Activists argue that there’s a long history of packaging and commercializing Hawaiian culture, which now includes an attempt to do the same with poke, a traditional dish of raw marinated ahi tuna.

The petition states the Aloha Poke Company is “capitalizing on an Indigenous traditional dish,” and that they are part of a “gentrification, commodification, and cultural appropriation that is criminalizing and driving out poor and people of color from the urban core”— including the Algonquins, the first people of Chicago.

Hawaiian Congressman Kaniela Ing said that it’s bad enough that the word “Aloha” has been commodified over time, but to think that the company can have legal ownership over one of the most profound Hawaiian values is going too far.

“They should be suing you, but they probably won’t because that’s not Aloha,” Ing said.

The cease and desist letters to the small businesses read, in part: “Aloha Poke [Co.] would prefer to settle this matter amicably and without court intervention.
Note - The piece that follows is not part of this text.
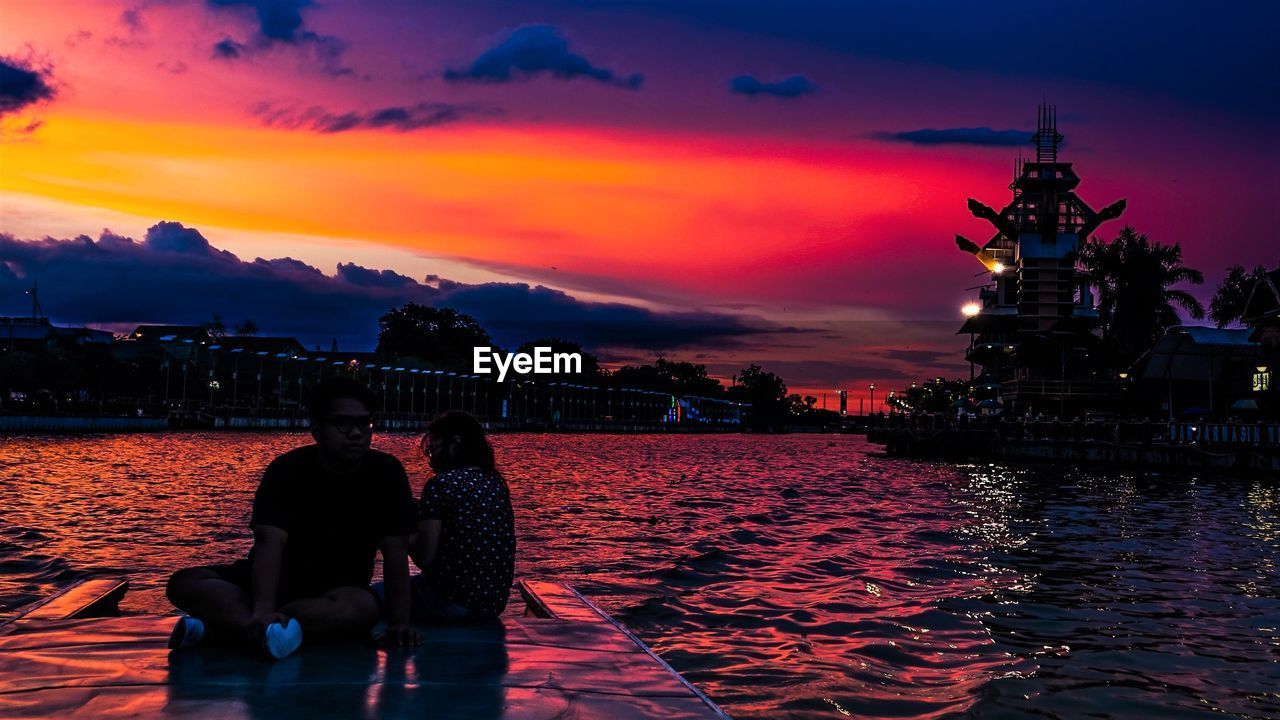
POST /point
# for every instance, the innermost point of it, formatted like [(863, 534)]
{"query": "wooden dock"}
[(71, 656)]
We therefore request that you immediately stop all use of ‘Aloha’ and ‘Aloha Poke.'”

Aloha Poke Co. said in a statement there is “zero truth” to claims that Hawaiian-owned businesses can’t use the words “Aloha” or “poke,” just not in their businesses and not together. They said they’re aiming to stop “trademark infringers” and that all who have received letters have complied and no business has closed because of it.

Carlos Ramirez-Rosa, a Chicago city councilman said the struggle of native Hawaiians is similar to that of minorities like Mexicans and Puerto Ricans, which is his own heritage.

“Not only do you want to steal someone’s culture and make money off of it, then you want to deny native people of their own ability to have their own livelihood,” he said.

The founder, Zach Friedlander, who is no longer at the company, offered an apology to Hawaiian people, but defended the company.

He admitted last year during an interview (7-minute mark) that his friend who went on a date to Hawaii came back and told him about poke’s popularity and encouraged him to jump onboard. He had little knowledge about the culture or the food at the time.

The company has an Aloha Cares campaign on its site advertising support for bringing the community together and extended a helping hand. However, zero organizations for supporting Hawaiian or Indigenous people are listed.

Tasha Kahele, native Hawaiian owner of the former Aloha Poke Stop in Anchorage, Alaska, ended up in financial strain with tens of thousands spent to change her business’s name.

But others like Jeffrey Sampson, owner of the almost two-year-old luncheonette Aloha Poke Shop in Honolulu, told the Aloha Poke Company to bring it on.

“They can bring it to Hawaii,” Sampson said. “And, if a judge tells me to take it down, we’ll take it down. Until that happens, that sign stays where it is.”